New EU Trade Chief Likely To Change The Nuances

Written by Malcolm Subhan | Updated: Aug 21 2004, 05:53am hrs
Indian exporters targeting the 25-nation European Union (EU) can expect a shift in its trade policy after November 1. That is when the EU will have a new trade supremo. Englishman Peter Mandelson, former secretary of trade and industry in Tony Blairs government, will replace the Frenchman Pascal Lamy as EU Commissioner for external trade.

In 2003, Indian exports to the then 15-nation EU stood at 13 billion euro, and imports at 14 billion euro. Exports of textiles and clothing alone came to 4.4 billion euro in 2002. They are expected to rise sharply from January 1 next, when the EU lifts its quota restrictions on imports.

Mr Mandelson is a supporter of the EUs Lisbon strategy, its 10-year project to become the most competitive and dynamic knowledge-based economy in the world. Achieving this goal requires better policies for the information society and R&D, as well as stepping up the process of structural reform for competitiveness and innovation.

In 1998, some two years before the EU launched its drive, Mr Mandelson, as trade and industry secretary, was behind the UK governments white paper Building the Knowledge Driven Economy. In other words, he can be expected to favour a move away from the labour-intensive sectors of manufacturing industry and towards the more capital-intensive, high-tech industries.

Although a committed socialist, like Mr Lamy, and a long-time member of the Labour Party, 50-year old Mr Mandelson is credited with having helped Prime Minister Tony Blair modernise his party.

Mr Mandelson is not the only newcomer to Brussels. Come November 1, the present 20-member European Commission, the EUs executive arm, leaves office, to be replaced by a new 25-member Commission. The interim Commission has just moved into the two top floors of a modern office block here to prepare its strategy for running the EU during the next five years.

This means that the commerce ministry will not be alone in keeping a watchful eye on developments in Brussels. So will Natwar Singh and the ministry of external affairs.
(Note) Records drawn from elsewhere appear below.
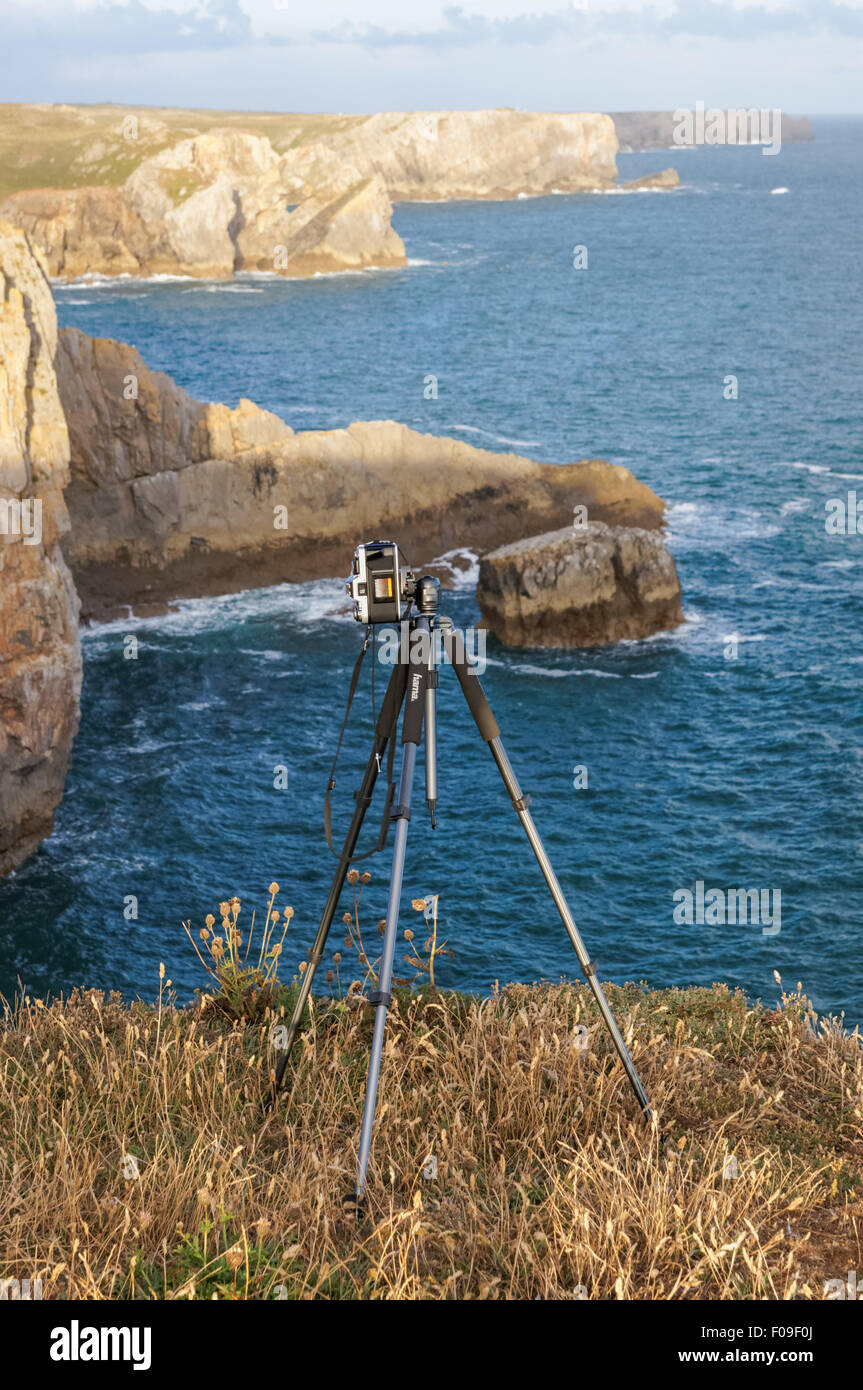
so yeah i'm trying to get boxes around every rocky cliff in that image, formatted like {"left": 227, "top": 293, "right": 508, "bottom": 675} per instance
{"left": 54, "top": 329, "right": 665, "bottom": 622}
{"left": 278, "top": 110, "right": 619, "bottom": 202}
{"left": 0, "top": 221, "right": 82, "bottom": 876}
{"left": 477, "top": 524, "right": 683, "bottom": 648}
{"left": 1, "top": 130, "right": 405, "bottom": 281}
{"left": 0, "top": 105, "right": 630, "bottom": 281}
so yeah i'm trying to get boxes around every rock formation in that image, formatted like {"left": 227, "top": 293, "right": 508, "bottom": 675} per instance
{"left": 0, "top": 220, "right": 82, "bottom": 876}
{"left": 54, "top": 329, "right": 666, "bottom": 622}
{"left": 278, "top": 110, "right": 619, "bottom": 201}
{"left": 0, "top": 105, "right": 680, "bottom": 281}
{"left": 477, "top": 524, "right": 683, "bottom": 648}
{"left": 621, "top": 168, "right": 680, "bottom": 192}
{"left": 1, "top": 130, "right": 405, "bottom": 281}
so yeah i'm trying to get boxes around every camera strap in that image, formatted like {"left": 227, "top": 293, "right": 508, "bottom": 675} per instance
{"left": 324, "top": 633, "right": 398, "bottom": 862}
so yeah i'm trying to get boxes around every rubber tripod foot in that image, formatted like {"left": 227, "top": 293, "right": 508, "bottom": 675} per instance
{"left": 343, "top": 1192, "right": 364, "bottom": 1216}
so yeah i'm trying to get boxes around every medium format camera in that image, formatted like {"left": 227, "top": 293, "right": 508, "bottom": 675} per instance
{"left": 346, "top": 541, "right": 415, "bottom": 624}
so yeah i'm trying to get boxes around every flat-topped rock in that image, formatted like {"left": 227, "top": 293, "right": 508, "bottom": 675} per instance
{"left": 477, "top": 523, "right": 683, "bottom": 648}
{"left": 621, "top": 168, "right": 680, "bottom": 192}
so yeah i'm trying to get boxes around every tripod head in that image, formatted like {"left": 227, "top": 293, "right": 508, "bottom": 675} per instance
{"left": 413, "top": 574, "right": 441, "bottom": 617}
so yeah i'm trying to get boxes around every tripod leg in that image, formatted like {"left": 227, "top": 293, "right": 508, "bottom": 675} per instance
{"left": 444, "top": 631, "right": 652, "bottom": 1121}
{"left": 354, "top": 623, "right": 429, "bottom": 1202}
{"left": 267, "top": 660, "right": 407, "bottom": 1107}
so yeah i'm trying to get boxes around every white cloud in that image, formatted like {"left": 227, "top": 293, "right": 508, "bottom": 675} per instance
{"left": 2, "top": 0, "right": 862, "bottom": 110}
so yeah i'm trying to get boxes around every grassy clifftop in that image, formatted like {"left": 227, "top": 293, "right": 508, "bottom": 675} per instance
{"left": 0, "top": 103, "right": 363, "bottom": 200}
{"left": 1, "top": 976, "right": 860, "bottom": 1299}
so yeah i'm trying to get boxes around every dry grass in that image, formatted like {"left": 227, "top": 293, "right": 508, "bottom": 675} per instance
{"left": 0, "top": 973, "right": 860, "bottom": 1300}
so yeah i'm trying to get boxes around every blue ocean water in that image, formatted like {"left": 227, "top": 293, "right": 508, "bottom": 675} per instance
{"left": 2, "top": 118, "right": 862, "bottom": 1021}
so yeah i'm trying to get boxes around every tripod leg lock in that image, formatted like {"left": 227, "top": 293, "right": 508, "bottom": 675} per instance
{"left": 582, "top": 959, "right": 597, "bottom": 978}
{"left": 390, "top": 803, "right": 411, "bottom": 822}
{"left": 511, "top": 795, "right": 529, "bottom": 812}
{"left": 306, "top": 948, "right": 325, "bottom": 965}
{"left": 367, "top": 990, "right": 392, "bottom": 1009}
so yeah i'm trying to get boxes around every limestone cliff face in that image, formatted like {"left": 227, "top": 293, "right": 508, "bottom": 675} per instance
{"left": 1, "top": 130, "right": 405, "bottom": 281}
{"left": 0, "top": 109, "right": 623, "bottom": 280}
{"left": 477, "top": 524, "right": 683, "bottom": 648}
{"left": 54, "top": 329, "right": 665, "bottom": 621}
{"left": 279, "top": 110, "right": 619, "bottom": 201}
{"left": 0, "top": 221, "right": 82, "bottom": 876}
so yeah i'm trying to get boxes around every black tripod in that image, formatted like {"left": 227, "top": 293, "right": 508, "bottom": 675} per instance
{"left": 268, "top": 576, "right": 652, "bottom": 1204}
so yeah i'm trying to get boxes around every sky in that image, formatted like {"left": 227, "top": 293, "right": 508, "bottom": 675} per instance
{"left": 1, "top": 0, "right": 862, "bottom": 113}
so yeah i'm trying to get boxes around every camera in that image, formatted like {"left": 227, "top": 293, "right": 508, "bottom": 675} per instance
{"left": 346, "top": 541, "right": 415, "bottom": 624}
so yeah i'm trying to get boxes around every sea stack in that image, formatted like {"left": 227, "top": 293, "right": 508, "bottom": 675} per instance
{"left": 477, "top": 523, "right": 683, "bottom": 648}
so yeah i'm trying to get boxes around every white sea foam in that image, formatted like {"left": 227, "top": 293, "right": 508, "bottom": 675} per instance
{"left": 54, "top": 271, "right": 197, "bottom": 288}
{"left": 788, "top": 461, "right": 863, "bottom": 481}
{"left": 449, "top": 423, "right": 542, "bottom": 450}
{"left": 181, "top": 284, "right": 264, "bottom": 295}
{"left": 771, "top": 187, "right": 790, "bottom": 195}
{"left": 666, "top": 497, "right": 780, "bottom": 546}
{"left": 81, "top": 577, "right": 350, "bottom": 642}
{"left": 429, "top": 547, "right": 481, "bottom": 589}
{"left": 589, "top": 185, "right": 676, "bottom": 195}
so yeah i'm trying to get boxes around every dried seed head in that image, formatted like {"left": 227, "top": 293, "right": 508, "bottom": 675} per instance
{"left": 333, "top": 953, "right": 342, "bottom": 964}
{"left": 205, "top": 914, "right": 215, "bottom": 927}
{"left": 343, "top": 913, "right": 352, "bottom": 925}
{"left": 268, "top": 882, "right": 279, "bottom": 896}
{"left": 361, "top": 872, "right": 372, "bottom": 884}
{"left": 347, "top": 869, "right": 360, "bottom": 884}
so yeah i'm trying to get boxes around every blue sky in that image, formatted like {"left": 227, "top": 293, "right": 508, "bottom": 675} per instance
{"left": 2, "top": 0, "right": 862, "bottom": 112}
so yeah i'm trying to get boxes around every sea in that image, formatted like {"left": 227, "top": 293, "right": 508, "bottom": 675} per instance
{"left": 2, "top": 117, "right": 861, "bottom": 1024}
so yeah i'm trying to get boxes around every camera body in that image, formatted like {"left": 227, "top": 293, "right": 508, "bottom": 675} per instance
{"left": 346, "top": 541, "right": 415, "bottom": 624}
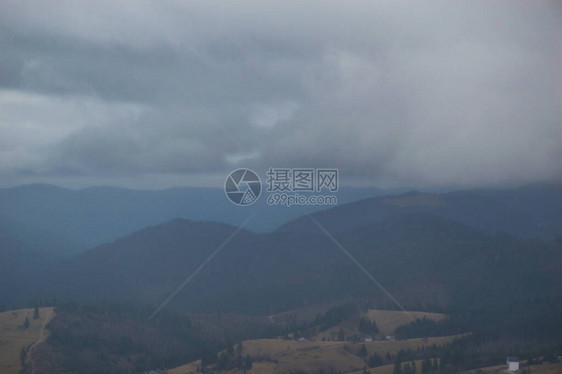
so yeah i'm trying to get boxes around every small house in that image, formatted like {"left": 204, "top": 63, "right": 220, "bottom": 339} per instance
{"left": 507, "top": 357, "right": 519, "bottom": 371}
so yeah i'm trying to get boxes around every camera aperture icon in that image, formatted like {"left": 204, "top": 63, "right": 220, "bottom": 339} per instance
{"left": 225, "top": 168, "right": 262, "bottom": 206}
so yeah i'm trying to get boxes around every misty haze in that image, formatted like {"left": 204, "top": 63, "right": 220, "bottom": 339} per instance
{"left": 0, "top": 1, "right": 561, "bottom": 374}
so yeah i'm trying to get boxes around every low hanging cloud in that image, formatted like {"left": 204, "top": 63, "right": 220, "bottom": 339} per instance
{"left": 0, "top": 0, "right": 560, "bottom": 188}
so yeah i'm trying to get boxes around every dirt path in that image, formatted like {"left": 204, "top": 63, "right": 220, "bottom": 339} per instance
{"left": 27, "top": 320, "right": 45, "bottom": 374}
{"left": 27, "top": 310, "right": 53, "bottom": 374}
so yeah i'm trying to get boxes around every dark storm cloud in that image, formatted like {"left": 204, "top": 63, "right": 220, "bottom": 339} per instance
{"left": 0, "top": 1, "right": 560, "bottom": 188}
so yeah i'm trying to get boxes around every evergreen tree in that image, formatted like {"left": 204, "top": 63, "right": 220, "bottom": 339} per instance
{"left": 20, "top": 346, "right": 26, "bottom": 367}
{"left": 432, "top": 358, "right": 438, "bottom": 371}
{"left": 244, "top": 354, "right": 253, "bottom": 369}
{"left": 368, "top": 352, "right": 383, "bottom": 368}
{"left": 337, "top": 327, "right": 345, "bottom": 341}
{"left": 200, "top": 356, "right": 208, "bottom": 373}
{"left": 403, "top": 362, "right": 412, "bottom": 374}
{"left": 33, "top": 304, "right": 40, "bottom": 320}
{"left": 359, "top": 317, "right": 379, "bottom": 334}
{"left": 359, "top": 344, "right": 368, "bottom": 357}
{"left": 421, "top": 358, "right": 431, "bottom": 373}
{"left": 217, "top": 352, "right": 228, "bottom": 370}
{"left": 393, "top": 359, "right": 402, "bottom": 374}
{"left": 236, "top": 341, "right": 243, "bottom": 356}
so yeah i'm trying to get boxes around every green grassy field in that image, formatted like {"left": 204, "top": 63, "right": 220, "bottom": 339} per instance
{"left": 0, "top": 307, "right": 55, "bottom": 374}
{"left": 167, "top": 308, "right": 457, "bottom": 374}
{"left": 167, "top": 359, "right": 202, "bottom": 374}
{"left": 167, "top": 334, "right": 462, "bottom": 374}
{"left": 313, "top": 309, "right": 448, "bottom": 342}
{"left": 349, "top": 359, "right": 428, "bottom": 374}
{"left": 525, "top": 362, "right": 562, "bottom": 374}
{"left": 169, "top": 360, "right": 280, "bottom": 374}
{"left": 363, "top": 335, "right": 463, "bottom": 356}
{"left": 459, "top": 362, "right": 562, "bottom": 374}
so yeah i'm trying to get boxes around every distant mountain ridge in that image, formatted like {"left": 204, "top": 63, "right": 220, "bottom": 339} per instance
{"left": 2, "top": 183, "right": 561, "bottom": 312}
{"left": 26, "top": 213, "right": 562, "bottom": 315}
{"left": 278, "top": 184, "right": 562, "bottom": 239}
{"left": 1, "top": 183, "right": 559, "bottom": 261}
{"left": 0, "top": 218, "right": 62, "bottom": 305}
{"left": 0, "top": 183, "right": 386, "bottom": 255}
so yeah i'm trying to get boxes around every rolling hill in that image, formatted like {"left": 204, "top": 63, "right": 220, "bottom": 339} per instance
{"left": 0, "top": 307, "right": 55, "bottom": 374}
{"left": 3, "top": 187, "right": 560, "bottom": 374}
{"left": 0, "top": 219, "right": 62, "bottom": 307}
{"left": 277, "top": 184, "right": 562, "bottom": 239}
{"left": 0, "top": 184, "right": 386, "bottom": 255}
{"left": 27, "top": 213, "right": 562, "bottom": 314}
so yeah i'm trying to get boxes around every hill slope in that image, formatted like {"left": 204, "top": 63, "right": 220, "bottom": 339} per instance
{"left": 0, "top": 184, "right": 385, "bottom": 254}
{"left": 277, "top": 184, "right": 562, "bottom": 239}
{"left": 29, "top": 214, "right": 562, "bottom": 314}
{"left": 0, "top": 307, "right": 55, "bottom": 374}
{"left": 0, "top": 219, "right": 62, "bottom": 306}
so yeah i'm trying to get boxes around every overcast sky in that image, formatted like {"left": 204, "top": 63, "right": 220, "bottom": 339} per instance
{"left": 0, "top": 1, "right": 560, "bottom": 189}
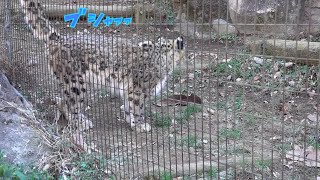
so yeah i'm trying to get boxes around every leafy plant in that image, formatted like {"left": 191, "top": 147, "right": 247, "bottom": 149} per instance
{"left": 0, "top": 150, "right": 54, "bottom": 180}
{"left": 160, "top": 171, "right": 172, "bottom": 180}
{"left": 219, "top": 33, "right": 238, "bottom": 43}
{"left": 71, "top": 153, "right": 106, "bottom": 179}
{"left": 234, "top": 91, "right": 243, "bottom": 111}
{"left": 157, "top": 0, "right": 175, "bottom": 25}
{"left": 207, "top": 166, "right": 218, "bottom": 178}
{"left": 171, "top": 68, "right": 183, "bottom": 81}
{"left": 219, "top": 128, "right": 242, "bottom": 140}
{"left": 243, "top": 113, "right": 257, "bottom": 126}
{"left": 152, "top": 113, "right": 172, "bottom": 127}
{"left": 180, "top": 135, "right": 203, "bottom": 148}
{"left": 255, "top": 159, "right": 271, "bottom": 170}
{"left": 177, "top": 104, "right": 202, "bottom": 123}
{"left": 213, "top": 59, "right": 242, "bottom": 77}
{"left": 308, "top": 137, "right": 320, "bottom": 149}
This is because external relations commissioner Chris Patten will be replaced by former foreign minister of Austria Benita Ferrero-Waldner.

Austria clearly is delighted that its commissioner has secured one of the top jobs in the EC. In fact, Ms Ferrero-Waldner wanted the job of development commissioner, but was beaten to it by Belgiums former foreign minister Louis Michel, according to Belgian newspaper, Le Soir. A member of her department told the European Parliament recently that the external relations directorate will give top priority to strengthening and deepening EU-India relations.

The EU Council of Ministers is expected to endorse the ECs plans to create an EU-India strategic partnership, as set out in Commissioner Pattens paper of June 16. Hopefully, it will do so before the EU-India political summit at the Hague on October 13-14.

Even so, fears been expressed that the fifth EU-India summit may prove less effective because the EC will be represented by its outgoing president, Romano Prodi, and Mr Patten. The Commission, after all, is the driving force on the EU side for closer and stronger relations with India.

Perhaps the best way to counter these fears, and to ensure continuity in EU-India relations, is for Prime Minister Manmohan Singh to spend a day or two in Brussels before returning to New Delhi.